Obviously, the appellees’ interpretation of these sections would validate even a tax deed issued without compliance with any of the statutory notice requirements. Such an interpretation could hardly be intended by the legislature.
To the contrary, tax deeds have been repeatedly recognized as invalid where statutory procedures are not followed. See Wright v. Spriggs, 567 So.2d 3 (Fla. 4th DCA 1990); Weiss v. Prudential Enterprises, Inc., 387 So.2d 457 (Fla. 1st DCA 1980). See also Montgomery v. Gipson, 69 So.2d 305 (Fla.1954); Ozark Corp. v. Pattishall, 135 Fla. 610, 185 So. 333 (1938); Kovaleski v. Tallahassee Title Co., 391 So.2d 315 (Fla. 1st DCA 1980); Edgewood Boys Ranch v. Ernst, 376 So.2d 30 (Fla. 3d DCA 1979), cert. denied, 386 So.2d 636 (Fla.1980); Alper v. LaFrancis, 155 So.2d ,405 (Fla. 2d DCA 1963). It is unlikely that the legislature would seek to immunize the government from complying with the legislature’s own notice requirements.

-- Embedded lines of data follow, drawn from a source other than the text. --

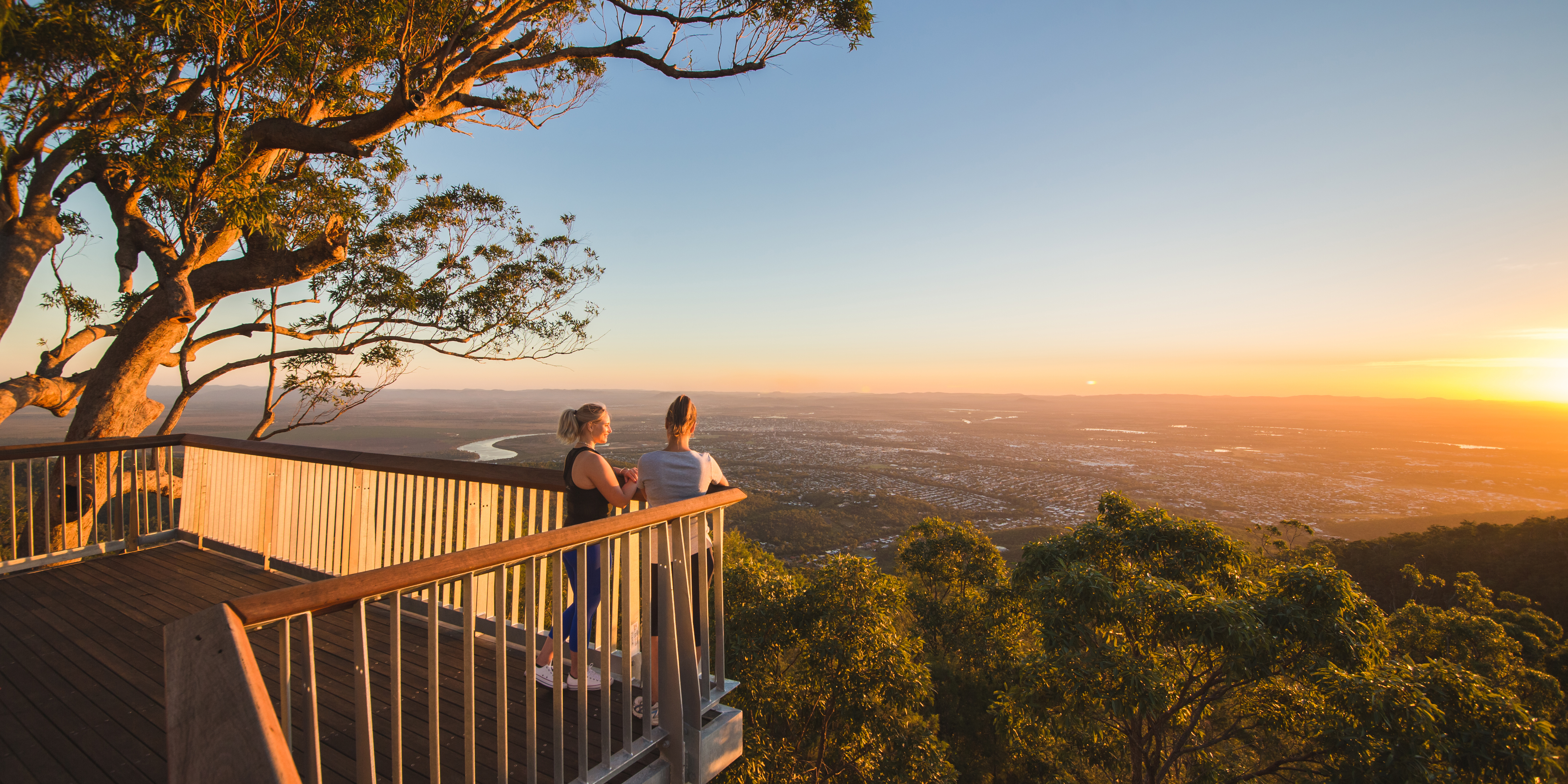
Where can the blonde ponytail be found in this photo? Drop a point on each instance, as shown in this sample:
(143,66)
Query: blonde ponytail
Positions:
(573,421)
(681,419)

We recognize that a failure to receive the mandated notice will not invalidate a tax deed issued after compliance with statutory notice requirements. Al-wani v. Slocum, 540 So.2d 908 (Fla. 2d DCA), rev. denied, 548 So.2d 662 (Fla.1989); Levy v. Ippolito, 503 So.2d 1308 (Fla. 2d DCA 1987). However the failure of the government, here, to afford the property owners the protections required by law is significantly different from those circumstances where public officials do comply with the statute but the notice is not received.

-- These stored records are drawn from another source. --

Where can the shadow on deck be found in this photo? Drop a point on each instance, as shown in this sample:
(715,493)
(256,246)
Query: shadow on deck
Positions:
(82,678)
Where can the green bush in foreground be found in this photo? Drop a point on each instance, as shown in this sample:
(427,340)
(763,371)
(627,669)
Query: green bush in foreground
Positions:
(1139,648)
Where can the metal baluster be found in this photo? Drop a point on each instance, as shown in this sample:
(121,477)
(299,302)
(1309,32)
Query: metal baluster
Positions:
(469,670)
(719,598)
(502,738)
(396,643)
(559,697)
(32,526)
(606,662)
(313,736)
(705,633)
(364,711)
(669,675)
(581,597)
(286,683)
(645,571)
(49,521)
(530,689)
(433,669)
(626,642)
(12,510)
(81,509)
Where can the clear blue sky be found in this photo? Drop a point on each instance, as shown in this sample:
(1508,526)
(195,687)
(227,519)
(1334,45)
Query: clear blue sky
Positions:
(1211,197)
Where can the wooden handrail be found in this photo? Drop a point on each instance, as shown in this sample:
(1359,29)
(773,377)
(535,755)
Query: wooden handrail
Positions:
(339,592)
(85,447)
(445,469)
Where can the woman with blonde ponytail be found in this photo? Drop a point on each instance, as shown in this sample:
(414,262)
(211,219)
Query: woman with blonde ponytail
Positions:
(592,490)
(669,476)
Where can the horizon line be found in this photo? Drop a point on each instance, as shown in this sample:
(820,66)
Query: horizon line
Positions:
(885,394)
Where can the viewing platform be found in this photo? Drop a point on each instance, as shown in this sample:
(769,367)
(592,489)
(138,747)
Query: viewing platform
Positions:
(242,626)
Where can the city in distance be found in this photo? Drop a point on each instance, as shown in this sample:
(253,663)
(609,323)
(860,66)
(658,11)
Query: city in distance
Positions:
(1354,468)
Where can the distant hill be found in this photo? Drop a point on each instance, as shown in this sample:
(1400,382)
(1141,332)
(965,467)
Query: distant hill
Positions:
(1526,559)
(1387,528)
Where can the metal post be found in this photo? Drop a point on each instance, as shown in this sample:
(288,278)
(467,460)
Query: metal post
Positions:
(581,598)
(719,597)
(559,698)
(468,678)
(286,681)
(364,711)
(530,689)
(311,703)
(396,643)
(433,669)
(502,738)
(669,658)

Because there is a superficial conflict between the statutes, we certify the following question to the supreme court as one of great public importance:
WHETHER FAILURE TO COMPLY WITH THE NOTICE REQUIREMENTS OF SECTION 197.522, FLORIDA STATUTES, INVALIDATES THE ISSUANCE OF A TAX DEED NOTWITHSTANDING THE LANGUAGE IN SECTIONS 197.404 AND 65.081(3), FLORIDA STATUTES?
We consider the other grounds for reversal to be without merit.
Therefore, the final judgment is reversed and remanded for further proceedings.
. We note that in this record the question of whether the owners had actual notice by receipt of the mailed notice is unresolved as the notice was not mailed to their present residence.